We would take it in turns going to NICU spending as much time with our little girl as we could.
We would take it in turns going to NICU spending as much time with our little girl as we could. I had a repeat ECHO which showed no lasting damage to my heart. On my 11th day of being in hospital I was finally discharged with multiple medications. I was bruised inside and out and mentally and emotionally exhausted and yet we were still on that rollercoaster of emotions.
We walked out of hospital without our baby, something we never imagined happening. The next day I had my daily BP check. Once again it was too high and was readmitted but thankfully just for one night to have my medication changed.
Getting discharged from NICU
Our daughter Freya spent 37 days in total in NICU. Due to the pandemic my husband and I couldn’t see her together so had to take it in turns. We live 15 miles from hospital and due to the C-section I couldn’t drive meaning my husband would drive to and from hospital multiple times.
We would spend 12+ hours a day with her, sitting by her side. Every night we would sit anxiously praying the phone wouldn’t ring with bad news. Freya was progressing well and apart from her collapsed lung and 2x infection scares she was doing really well. It finally got to the point where we were going in to care for our baby and just wanted her home.

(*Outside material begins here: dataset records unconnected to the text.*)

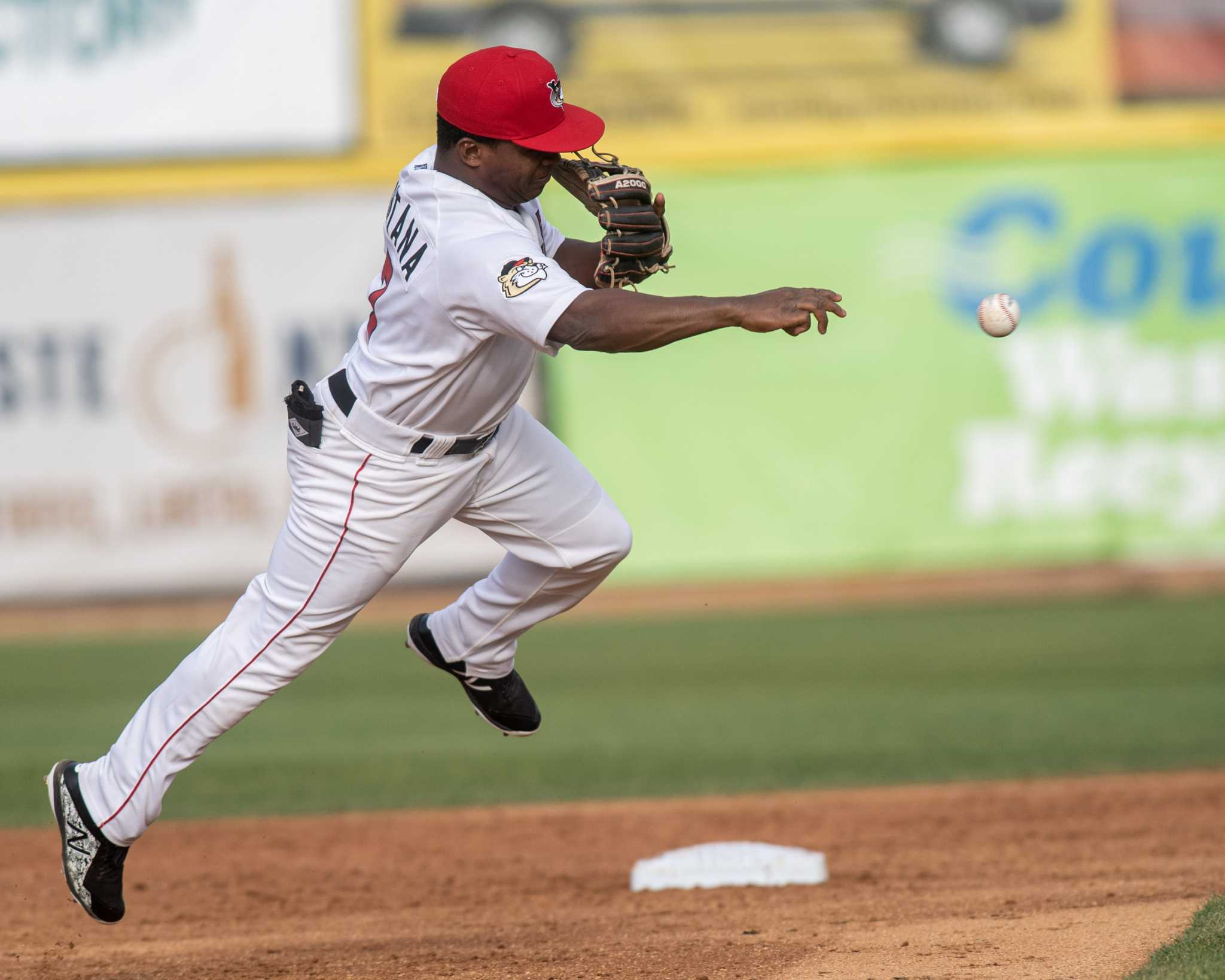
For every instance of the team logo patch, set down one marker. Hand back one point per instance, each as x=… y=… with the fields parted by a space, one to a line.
x=521 y=275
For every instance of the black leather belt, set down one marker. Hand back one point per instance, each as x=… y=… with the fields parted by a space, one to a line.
x=339 y=384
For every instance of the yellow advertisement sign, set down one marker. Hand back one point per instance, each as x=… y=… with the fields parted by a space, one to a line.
x=781 y=80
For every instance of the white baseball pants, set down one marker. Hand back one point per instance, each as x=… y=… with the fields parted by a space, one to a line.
x=359 y=506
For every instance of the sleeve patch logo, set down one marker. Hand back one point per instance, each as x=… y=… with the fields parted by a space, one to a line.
x=521 y=275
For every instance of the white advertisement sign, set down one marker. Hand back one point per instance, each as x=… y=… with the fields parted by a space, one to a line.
x=145 y=353
x=102 y=79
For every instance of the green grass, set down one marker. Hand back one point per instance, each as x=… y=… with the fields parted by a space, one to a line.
x=1197 y=955
x=640 y=708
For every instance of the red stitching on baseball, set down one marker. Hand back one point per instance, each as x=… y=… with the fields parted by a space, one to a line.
x=1006 y=311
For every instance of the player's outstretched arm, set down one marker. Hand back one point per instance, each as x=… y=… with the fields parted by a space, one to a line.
x=615 y=321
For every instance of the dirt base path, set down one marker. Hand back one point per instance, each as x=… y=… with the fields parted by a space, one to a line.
x=1058 y=879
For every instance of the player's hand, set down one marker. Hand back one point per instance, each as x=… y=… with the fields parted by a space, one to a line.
x=789 y=309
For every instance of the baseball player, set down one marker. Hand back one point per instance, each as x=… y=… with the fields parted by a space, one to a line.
x=419 y=425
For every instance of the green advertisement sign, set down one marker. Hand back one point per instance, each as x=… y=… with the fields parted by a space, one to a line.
x=906 y=437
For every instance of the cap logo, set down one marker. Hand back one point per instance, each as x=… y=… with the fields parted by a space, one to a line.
x=519 y=276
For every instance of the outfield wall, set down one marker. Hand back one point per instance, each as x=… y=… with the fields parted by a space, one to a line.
x=906 y=437
x=159 y=290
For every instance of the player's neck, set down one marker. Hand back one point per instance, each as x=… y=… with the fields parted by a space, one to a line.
x=447 y=165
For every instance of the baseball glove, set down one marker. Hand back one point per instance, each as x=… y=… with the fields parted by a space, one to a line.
x=636 y=242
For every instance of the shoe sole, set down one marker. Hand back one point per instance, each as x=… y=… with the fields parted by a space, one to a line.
x=478 y=712
x=58 y=812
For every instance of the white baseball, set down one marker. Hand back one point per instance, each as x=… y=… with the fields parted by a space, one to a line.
x=999 y=315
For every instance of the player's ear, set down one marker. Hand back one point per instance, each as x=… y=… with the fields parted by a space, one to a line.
x=470 y=152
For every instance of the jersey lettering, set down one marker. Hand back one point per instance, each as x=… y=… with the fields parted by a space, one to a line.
x=403 y=237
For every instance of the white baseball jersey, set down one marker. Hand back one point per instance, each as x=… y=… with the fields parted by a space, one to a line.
x=466 y=298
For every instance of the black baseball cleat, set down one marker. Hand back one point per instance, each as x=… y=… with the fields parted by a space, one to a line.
x=93 y=866
x=504 y=702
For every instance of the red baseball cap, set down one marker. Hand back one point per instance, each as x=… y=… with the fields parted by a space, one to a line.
x=513 y=93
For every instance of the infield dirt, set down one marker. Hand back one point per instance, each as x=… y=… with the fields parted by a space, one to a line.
x=1053 y=879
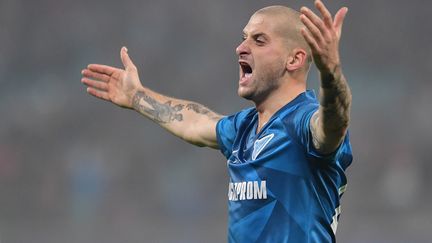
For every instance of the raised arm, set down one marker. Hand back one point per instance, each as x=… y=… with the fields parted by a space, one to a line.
x=330 y=123
x=188 y=120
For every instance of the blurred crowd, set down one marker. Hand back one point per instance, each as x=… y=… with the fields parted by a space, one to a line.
x=77 y=169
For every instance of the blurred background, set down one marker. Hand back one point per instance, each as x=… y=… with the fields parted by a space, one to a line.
x=77 y=169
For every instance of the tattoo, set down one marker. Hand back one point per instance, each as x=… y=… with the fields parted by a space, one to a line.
x=161 y=113
x=329 y=125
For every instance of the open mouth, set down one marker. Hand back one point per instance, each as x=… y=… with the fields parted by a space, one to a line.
x=246 y=69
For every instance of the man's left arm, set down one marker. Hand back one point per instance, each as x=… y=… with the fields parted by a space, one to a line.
x=330 y=123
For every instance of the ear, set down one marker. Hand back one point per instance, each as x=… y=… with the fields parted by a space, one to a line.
x=296 y=60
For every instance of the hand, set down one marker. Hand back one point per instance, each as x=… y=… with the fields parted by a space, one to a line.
x=323 y=36
x=113 y=84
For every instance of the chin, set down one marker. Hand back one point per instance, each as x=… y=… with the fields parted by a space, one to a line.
x=245 y=93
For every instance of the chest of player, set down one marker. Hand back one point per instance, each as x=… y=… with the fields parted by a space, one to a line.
x=272 y=148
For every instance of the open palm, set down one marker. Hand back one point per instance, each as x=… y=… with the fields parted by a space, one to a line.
x=113 y=84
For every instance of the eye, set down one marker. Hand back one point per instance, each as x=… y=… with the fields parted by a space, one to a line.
x=260 y=41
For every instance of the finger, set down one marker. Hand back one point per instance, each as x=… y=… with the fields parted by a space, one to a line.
x=317 y=21
x=98 y=93
x=102 y=69
x=310 y=40
x=312 y=28
x=93 y=75
x=325 y=13
x=127 y=62
x=339 y=18
x=95 y=84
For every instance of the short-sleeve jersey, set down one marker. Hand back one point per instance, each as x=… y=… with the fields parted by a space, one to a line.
x=281 y=188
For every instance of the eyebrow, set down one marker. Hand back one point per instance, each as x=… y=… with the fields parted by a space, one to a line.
x=256 y=35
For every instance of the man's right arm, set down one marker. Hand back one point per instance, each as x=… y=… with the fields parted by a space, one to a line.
x=188 y=120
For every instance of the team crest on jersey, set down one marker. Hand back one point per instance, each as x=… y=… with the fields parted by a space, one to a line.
x=260 y=144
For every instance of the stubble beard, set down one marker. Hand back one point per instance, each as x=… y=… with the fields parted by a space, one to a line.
x=260 y=90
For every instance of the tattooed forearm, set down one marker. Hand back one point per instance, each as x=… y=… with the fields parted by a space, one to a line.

Finally, 37 days later Freya was successfully breastfeeding and maintaining her weight. Our breastfeeding journey (which you can read here) was tough but with perseverance and working together we got there! We had a trial sleepover which I had to do on my own due to covid. The sleepover was a success and Freya passed her tests. We were finally able to take her home. We took our baby girl home for the first time at 5.5 weeks old (35weeks gestation) weighing 4lb 6oz.
Finally, 37 days later Freya was successfully breastfeeding and maintaining her weight.
Now Freya is a healthy 22-month-old who is full of character and has the biggest, cheesiest smile. I’m so thankful that I recognised the symptoms of pre-eclampsia and listened to my body.